This thesis presents a method for propagating fuzzy concepts through fuzzy IF-THEN-ELSE rules. A fuzzy IF-THEN-ELSE rule consists of a set of fuzzy condition and conclusion pairs of the following type:
If $A_1$ then $B_1$ else
if $A_2$ then $B_2$ else
..............
if $A_n$ then $B_n$ else
where $A_i$ is a fuzzy condition and $B_i$ is a fuzzy conclusion. In other words, a fuzzy condition-conclusion pair represents a mapping from the fuzzy concept of the condition part to the fuzzy concept of the conclusion part.
Conventionally, vectors are used to define fuzzy concept and matrices are used to define fuzzy mapping between fuzzy condition and conclusion. The approach, however, has some shortcomings: low precision, inconvenience, and more importantly, the violation of the existing condition property, i.e., when a fuzzy input data exactly matches to a fuzzy condition, fuzzy output data should be mapped to a corresponding fuzzy conclusion.

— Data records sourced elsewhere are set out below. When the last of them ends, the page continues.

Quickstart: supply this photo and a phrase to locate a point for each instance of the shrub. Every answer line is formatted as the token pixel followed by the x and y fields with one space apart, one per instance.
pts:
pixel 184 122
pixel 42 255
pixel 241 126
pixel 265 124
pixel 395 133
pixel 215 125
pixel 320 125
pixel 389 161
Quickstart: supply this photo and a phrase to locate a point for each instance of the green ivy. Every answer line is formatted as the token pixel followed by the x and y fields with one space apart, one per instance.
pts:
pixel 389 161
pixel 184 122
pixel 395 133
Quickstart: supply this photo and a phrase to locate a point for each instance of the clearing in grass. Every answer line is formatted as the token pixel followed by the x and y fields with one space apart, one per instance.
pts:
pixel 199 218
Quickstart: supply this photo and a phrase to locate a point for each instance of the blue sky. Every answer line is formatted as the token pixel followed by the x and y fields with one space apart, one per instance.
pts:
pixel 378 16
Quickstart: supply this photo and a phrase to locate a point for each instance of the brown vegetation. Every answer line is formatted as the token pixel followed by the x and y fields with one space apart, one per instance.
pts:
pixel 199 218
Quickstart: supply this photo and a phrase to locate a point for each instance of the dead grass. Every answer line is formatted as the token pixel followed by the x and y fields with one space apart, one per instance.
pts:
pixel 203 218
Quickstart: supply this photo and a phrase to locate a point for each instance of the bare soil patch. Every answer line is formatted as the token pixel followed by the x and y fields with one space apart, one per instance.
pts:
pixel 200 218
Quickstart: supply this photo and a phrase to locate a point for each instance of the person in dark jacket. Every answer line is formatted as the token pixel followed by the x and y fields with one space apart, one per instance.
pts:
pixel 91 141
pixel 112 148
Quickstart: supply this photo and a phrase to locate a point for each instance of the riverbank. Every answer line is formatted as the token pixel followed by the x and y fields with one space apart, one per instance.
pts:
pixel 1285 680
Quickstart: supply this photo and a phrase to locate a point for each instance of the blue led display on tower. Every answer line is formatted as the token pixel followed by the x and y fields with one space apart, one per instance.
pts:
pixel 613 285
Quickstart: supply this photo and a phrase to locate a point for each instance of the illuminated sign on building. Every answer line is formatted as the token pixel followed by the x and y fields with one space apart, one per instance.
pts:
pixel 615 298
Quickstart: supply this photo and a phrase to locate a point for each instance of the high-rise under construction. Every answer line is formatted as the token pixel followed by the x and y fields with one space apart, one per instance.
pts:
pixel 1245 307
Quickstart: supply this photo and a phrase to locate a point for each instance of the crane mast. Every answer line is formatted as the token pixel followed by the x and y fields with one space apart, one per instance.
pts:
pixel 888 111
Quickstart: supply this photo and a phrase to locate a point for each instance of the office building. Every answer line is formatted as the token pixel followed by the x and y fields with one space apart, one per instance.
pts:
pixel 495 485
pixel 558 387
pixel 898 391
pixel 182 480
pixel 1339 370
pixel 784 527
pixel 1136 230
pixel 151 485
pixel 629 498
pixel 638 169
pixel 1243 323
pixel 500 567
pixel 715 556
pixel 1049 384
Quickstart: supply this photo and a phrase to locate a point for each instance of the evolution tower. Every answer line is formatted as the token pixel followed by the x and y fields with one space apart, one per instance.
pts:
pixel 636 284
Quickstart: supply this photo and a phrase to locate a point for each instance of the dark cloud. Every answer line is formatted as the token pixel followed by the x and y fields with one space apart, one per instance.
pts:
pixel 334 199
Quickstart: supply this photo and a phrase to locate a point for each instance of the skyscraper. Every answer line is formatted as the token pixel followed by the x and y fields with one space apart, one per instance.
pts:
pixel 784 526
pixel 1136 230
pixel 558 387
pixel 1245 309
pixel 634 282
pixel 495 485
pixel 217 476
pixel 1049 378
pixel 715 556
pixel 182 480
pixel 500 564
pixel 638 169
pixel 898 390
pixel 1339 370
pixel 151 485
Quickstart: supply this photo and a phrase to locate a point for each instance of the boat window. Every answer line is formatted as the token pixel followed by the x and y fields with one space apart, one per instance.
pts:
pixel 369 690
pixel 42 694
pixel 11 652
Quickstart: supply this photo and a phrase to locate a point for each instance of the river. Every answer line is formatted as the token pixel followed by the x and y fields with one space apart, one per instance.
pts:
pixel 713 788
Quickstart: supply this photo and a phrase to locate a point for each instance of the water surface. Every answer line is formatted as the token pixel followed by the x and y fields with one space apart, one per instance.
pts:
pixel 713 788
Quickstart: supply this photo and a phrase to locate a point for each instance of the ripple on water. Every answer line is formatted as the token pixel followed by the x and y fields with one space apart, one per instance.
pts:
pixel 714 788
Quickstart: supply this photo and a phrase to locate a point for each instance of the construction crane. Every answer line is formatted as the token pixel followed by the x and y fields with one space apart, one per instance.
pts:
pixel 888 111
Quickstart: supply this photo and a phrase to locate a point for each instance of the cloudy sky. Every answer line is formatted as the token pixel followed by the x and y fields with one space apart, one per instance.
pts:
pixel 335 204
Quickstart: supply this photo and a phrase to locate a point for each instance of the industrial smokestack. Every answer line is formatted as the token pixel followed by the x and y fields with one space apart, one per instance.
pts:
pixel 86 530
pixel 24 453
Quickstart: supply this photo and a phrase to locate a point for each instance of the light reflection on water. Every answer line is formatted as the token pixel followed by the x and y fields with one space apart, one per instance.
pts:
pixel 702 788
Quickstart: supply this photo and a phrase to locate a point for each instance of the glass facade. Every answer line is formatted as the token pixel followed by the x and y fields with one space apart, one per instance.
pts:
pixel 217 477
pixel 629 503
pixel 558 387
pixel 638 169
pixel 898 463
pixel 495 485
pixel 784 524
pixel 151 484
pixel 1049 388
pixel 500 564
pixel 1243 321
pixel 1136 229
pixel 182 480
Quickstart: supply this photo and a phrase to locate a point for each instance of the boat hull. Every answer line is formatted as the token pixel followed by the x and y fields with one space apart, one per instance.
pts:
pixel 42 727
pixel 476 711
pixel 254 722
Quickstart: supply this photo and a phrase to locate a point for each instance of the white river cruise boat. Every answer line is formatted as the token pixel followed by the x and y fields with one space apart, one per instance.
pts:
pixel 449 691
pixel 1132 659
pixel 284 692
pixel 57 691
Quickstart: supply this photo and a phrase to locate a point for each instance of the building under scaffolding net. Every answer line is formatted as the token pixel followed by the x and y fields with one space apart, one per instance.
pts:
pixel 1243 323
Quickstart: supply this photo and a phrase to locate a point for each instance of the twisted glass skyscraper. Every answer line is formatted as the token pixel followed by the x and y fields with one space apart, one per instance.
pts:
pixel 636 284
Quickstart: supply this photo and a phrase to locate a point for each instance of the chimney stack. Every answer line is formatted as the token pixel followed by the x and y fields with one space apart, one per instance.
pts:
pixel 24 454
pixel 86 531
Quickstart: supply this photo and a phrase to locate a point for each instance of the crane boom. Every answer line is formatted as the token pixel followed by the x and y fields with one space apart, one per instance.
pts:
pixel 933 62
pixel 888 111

We propose a parameterized approach in that every fuzzy concept is described by parameterized standard function, including fuzzy conditions and fuzzy conclusions. A fuzzy IF-THEN-ELSE rule takes parameterized fuzzy concept as input, and produces a standard function with new parameters as output. The new parameters are determined by parameterwise interpolation. That is, each output parameters are determined by interpolating the parameters of the same kind contained in fuzzy conclusions. Obviously, the proposed scheme always satisfies the existing condition property. We also claim that the parameterized approach is much simpler to elicit, and supports higher precision than the counterpart vector approach.